In [1]:
import pandas as pd
import numpy as np
from sklearn.model_selection import train_test_split
from sklearn.preprocessing import StandardScaler, MinMaxScaler
from tqdm import tqdm
import dask
from dask import dataframe as dd
from dask.diagnostics import ProgressBar
import glob
import random
import math
import json
import os
import gc

## Configuration

In [2]:
dask.config.set(num_workers=8, scheduler='processes')
random.seed(0)

# Directory where the derived data is stored
DERIVED_DATA_DIR = '../../../data'

# Number of force cells in the robotic leg
N_CELLS = 8

# Path where the results are stored
RESULTS_PATH = '../../../results'
# ID of the training and test data resulting from this notebook, stored in RESULTS_PATH
DATA_ID = '0005_19042021'

# Scaler to normalize the data
SCALER = MinMaxScaler() # StandardScaler()

# Total number of experiments
N_EXPERIMENTS = 63
# Number of folds for cross-validation
CV = 6
# Experiments for training set (int)
TRAIN_SIZE = 54
# Experiments for test set (int)
TEST_SIZE = 9

assert(TRAIN_SIZE + TEST_SIZE == N_EXPERIMENTS)
assert(TRAIN_SIZE % CV == 0)

## Features and target selection

In [3]:
H3_LEG = 'L' # L|R

features = [H3_LEG + a + m for a in ['Hip', 'Knee', 'Ankle'] for m in ['Pos', 'Vel', 'Acc', 'Torque']] + ['LegKnee{}Filtered'.format(m) for m in ['Position', 'Velocity', 'Torque']]
targets = ['F' + str(i + 1) + ax for i in range(N_CELLS) for ax in ['x', 'y', 'z']]
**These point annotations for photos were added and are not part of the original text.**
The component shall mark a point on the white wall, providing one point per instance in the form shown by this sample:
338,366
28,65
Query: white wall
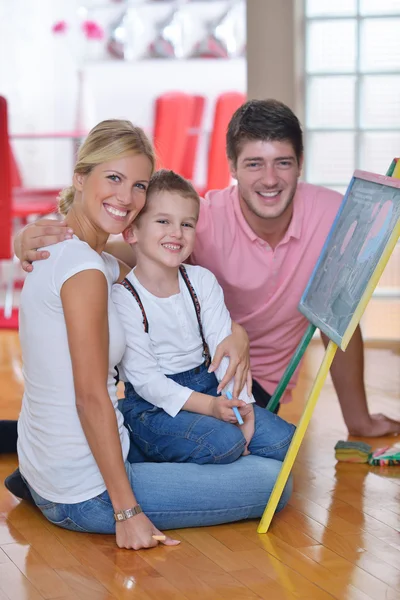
38,76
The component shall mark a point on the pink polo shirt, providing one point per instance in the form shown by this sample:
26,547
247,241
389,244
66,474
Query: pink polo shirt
262,286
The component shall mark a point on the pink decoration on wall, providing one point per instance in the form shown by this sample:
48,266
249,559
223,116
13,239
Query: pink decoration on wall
60,27
92,30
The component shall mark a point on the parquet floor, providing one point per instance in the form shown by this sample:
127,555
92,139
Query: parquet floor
338,538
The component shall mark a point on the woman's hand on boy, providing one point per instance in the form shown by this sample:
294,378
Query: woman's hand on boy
137,533
237,348
44,232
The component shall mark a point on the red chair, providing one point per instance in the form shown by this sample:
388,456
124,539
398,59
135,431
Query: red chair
218,175
172,122
192,141
15,203
8,315
29,201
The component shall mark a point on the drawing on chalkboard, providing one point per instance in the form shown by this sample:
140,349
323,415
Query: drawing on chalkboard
359,235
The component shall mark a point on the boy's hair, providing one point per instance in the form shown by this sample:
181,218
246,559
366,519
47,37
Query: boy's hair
169,181
265,120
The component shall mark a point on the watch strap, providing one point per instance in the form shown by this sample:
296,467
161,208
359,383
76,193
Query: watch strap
124,515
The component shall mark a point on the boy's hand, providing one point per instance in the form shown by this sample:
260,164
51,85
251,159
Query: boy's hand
247,428
44,232
236,348
222,408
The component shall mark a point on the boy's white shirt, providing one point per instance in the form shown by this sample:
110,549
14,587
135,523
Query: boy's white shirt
173,343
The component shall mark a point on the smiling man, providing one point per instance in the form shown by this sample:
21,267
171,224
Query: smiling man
262,239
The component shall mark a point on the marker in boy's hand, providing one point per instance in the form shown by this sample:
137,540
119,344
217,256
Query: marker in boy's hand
235,410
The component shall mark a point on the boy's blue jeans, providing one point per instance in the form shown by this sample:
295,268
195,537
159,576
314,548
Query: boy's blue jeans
192,437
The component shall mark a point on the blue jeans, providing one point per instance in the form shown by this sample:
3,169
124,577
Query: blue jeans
192,437
179,495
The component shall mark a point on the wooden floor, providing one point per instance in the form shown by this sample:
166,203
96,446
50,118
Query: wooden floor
338,538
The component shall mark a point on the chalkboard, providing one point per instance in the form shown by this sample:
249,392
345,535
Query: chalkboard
365,230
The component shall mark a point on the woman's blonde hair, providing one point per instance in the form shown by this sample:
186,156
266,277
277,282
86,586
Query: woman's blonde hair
108,140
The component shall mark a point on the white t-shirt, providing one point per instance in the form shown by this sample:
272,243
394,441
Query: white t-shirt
53,452
173,343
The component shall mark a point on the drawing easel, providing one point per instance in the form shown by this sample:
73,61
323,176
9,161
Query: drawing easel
352,260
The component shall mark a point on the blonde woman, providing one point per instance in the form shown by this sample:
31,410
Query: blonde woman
72,444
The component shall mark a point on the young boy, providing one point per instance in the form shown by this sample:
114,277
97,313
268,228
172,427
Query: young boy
174,317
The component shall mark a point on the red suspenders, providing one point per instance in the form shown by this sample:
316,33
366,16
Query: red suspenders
128,286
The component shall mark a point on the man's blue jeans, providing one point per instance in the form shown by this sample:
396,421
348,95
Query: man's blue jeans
191,437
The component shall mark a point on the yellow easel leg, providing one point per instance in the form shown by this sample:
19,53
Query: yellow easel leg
297,439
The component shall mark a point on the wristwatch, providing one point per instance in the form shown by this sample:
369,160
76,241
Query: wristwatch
123,515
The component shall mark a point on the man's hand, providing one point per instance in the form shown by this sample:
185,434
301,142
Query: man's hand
377,426
44,232
222,408
237,348
137,532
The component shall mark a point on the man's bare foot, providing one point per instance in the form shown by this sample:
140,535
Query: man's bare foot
378,426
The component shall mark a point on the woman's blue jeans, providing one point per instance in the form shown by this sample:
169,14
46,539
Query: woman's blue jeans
192,437
175,495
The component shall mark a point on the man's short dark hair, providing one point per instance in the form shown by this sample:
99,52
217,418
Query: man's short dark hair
263,120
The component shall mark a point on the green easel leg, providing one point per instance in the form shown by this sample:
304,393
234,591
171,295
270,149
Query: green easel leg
292,366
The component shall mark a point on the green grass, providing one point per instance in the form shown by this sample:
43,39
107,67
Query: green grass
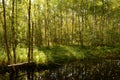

print('Number of features: {}'.format(len(features)))
print('Selected features: {}'.format(features))
print('\n')
print('Number of targets: {}'.format(len(targets)))
print('Selected targets: {}'.format(targets))

Number of features: 15
Selected features: ['LHipPos', 'LHipVel', 'LHipAcc', 'LHipTorque', 'LKneePos', 'LKneeVel', 'LKneeAcc', 'LKneeTorque', 'LAnklePos', 'LAnkleVel', 'LAnkleAcc', 'LAnkleTorque', 'LegKneePositionFiltered', 'LegKneeVelocityFiltered', 'LegKneeTorqueFiltered']


Number of targets: 24
Selected targets: ['F1x', 'F1y', 'F1z', 'F2x', 'F2y', 'F2z', 'F3x', 'F3y', 'F3z', 'F4x', 'F4y', 'F4z', 'F5x', 'F5y', 'F5z', 'F6x', 'F6y', 'F6z', 'F7x', 'F7y', 'F7z', 'F8x', 'F8y', 'F8z']


In [4]:
experiments_dirs_path = glob.glob(DERIVED_DATA_DIR + '/*/*')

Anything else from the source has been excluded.